5. The Warrant Shares have been duly authorized for issuance and, when issued and delivered against payment therefor in accordance with the provisions of the Warrants, including the payment of the exercise price therefor, will be validly issued, fully paid and nonassessable.

 

6. When the Class A Units have been duly delivered by the Company against the payment of consideration therefor specified in the applicable Agreements, and as contemplated in the Registration Statement, such Class A Units will constitute valid and legally binding obligations of the Company.

 

 

 

Mintz, Levin, Cohn, Ferris, Glovsky and Popeo, P.C.

 

November 22, 2016

Page 3

 

7. When the Class B Units have been duly delivered by the Company against the payment of consideration therefor specified in the applicable Agreements, and as contemplated in the Registration Statement, such Class B Units will constitute valid and legally binding obligations of the Company.

 

Our opinion is limited to the General Corporation Law of the State of Delaware, the laws of the State of New York and the United States federal laws, and we express no opinion with respect to the laws of any other jurisdiction.

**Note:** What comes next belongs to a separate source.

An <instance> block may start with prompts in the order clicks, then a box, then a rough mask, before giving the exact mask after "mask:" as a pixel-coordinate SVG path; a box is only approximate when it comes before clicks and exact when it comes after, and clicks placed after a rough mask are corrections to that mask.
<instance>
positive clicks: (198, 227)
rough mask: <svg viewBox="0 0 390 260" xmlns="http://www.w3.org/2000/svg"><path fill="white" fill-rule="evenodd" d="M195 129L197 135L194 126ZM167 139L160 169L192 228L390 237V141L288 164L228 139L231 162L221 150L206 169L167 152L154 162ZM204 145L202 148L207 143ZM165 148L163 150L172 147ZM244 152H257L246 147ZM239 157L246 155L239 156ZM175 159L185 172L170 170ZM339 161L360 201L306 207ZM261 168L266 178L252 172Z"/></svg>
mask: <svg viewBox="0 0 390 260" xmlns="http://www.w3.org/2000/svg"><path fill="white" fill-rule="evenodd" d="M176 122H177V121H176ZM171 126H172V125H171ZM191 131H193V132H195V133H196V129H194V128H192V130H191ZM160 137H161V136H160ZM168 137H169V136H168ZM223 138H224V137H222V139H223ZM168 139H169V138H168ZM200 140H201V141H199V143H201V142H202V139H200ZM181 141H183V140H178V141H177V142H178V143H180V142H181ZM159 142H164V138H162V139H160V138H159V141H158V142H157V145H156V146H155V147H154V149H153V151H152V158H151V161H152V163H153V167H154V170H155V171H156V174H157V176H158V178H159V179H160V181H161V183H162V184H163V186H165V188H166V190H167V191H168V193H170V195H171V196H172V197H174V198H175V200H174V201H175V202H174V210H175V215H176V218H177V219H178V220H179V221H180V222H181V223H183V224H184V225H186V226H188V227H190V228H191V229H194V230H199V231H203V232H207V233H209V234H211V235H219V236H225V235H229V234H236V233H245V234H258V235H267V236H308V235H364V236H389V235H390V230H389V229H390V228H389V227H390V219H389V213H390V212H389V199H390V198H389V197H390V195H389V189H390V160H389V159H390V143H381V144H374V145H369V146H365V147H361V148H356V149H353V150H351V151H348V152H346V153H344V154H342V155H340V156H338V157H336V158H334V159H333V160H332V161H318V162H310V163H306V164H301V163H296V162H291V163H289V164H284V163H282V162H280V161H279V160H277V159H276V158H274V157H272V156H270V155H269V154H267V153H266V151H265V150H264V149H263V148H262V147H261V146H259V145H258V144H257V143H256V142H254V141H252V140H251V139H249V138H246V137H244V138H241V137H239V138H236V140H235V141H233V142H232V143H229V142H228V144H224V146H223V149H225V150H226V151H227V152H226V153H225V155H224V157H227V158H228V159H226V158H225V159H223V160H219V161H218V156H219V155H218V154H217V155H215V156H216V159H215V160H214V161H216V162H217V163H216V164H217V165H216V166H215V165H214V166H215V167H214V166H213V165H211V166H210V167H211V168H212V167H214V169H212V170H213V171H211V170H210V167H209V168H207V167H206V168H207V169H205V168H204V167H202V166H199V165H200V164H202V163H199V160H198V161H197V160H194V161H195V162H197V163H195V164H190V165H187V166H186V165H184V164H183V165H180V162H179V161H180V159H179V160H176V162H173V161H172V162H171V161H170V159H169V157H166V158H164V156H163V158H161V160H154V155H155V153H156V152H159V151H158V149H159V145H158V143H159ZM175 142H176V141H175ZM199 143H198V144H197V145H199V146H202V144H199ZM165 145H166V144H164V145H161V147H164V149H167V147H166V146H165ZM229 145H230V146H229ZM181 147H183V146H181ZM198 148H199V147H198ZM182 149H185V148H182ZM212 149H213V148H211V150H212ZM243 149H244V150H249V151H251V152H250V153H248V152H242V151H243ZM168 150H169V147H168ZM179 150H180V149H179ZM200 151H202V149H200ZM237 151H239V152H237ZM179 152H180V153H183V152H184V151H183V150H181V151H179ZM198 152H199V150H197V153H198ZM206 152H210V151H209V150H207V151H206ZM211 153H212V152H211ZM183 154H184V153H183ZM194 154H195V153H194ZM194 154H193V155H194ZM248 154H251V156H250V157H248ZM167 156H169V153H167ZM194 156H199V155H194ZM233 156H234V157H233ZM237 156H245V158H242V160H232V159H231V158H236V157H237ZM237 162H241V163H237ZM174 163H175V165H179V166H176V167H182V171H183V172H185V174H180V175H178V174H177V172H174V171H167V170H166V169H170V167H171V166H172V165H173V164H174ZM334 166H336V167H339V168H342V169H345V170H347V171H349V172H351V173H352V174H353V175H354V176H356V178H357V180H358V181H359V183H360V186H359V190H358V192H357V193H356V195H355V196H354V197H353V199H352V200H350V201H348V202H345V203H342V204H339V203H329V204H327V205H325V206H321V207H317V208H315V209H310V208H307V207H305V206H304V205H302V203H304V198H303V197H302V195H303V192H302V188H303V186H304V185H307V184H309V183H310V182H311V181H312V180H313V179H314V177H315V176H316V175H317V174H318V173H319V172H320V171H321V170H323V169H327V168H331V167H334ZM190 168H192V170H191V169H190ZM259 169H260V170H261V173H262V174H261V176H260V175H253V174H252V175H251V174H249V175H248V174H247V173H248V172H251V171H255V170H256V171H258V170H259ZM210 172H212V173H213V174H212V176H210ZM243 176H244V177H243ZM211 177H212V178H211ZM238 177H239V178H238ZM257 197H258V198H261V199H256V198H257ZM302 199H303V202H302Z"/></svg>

No opinion is expressed herein with respect to the qualification of the Securities under the securities or blue sky laws of any state or any foreign jurisdiction.

 

Please note that we are opining only as to the matters expressly set forth herein, and no opinion should be inferred as to any other matters. This opinion is based upon currently existing statutes, rules, regulations and judicial decisions, and we disclaim any obligation to advise you of any change in any of these sources of law or subsequent legal or factual developments which might affect any matters or opinions set forth herein.

 

We hereby consent to the filing of this opinion with the Commission as an exhibit to the Registration Statement in accordance with the requirements of Item 601(b)(5) of Regulation S-K promulgated under the Securities Act and to the use of this Firm’s name therein and in the Prospectus under the caption “Legal Matters.” In giving such consent, we do not hereby admit that we are in the category of persons whose consent is required under Section 7 of the Securities Act or the rules and regulations of the Commission.

 

  Very truly yours,
   
 
  Mintz, Levin, Cohn, Ferris, Glovsky and Popeo, P.C.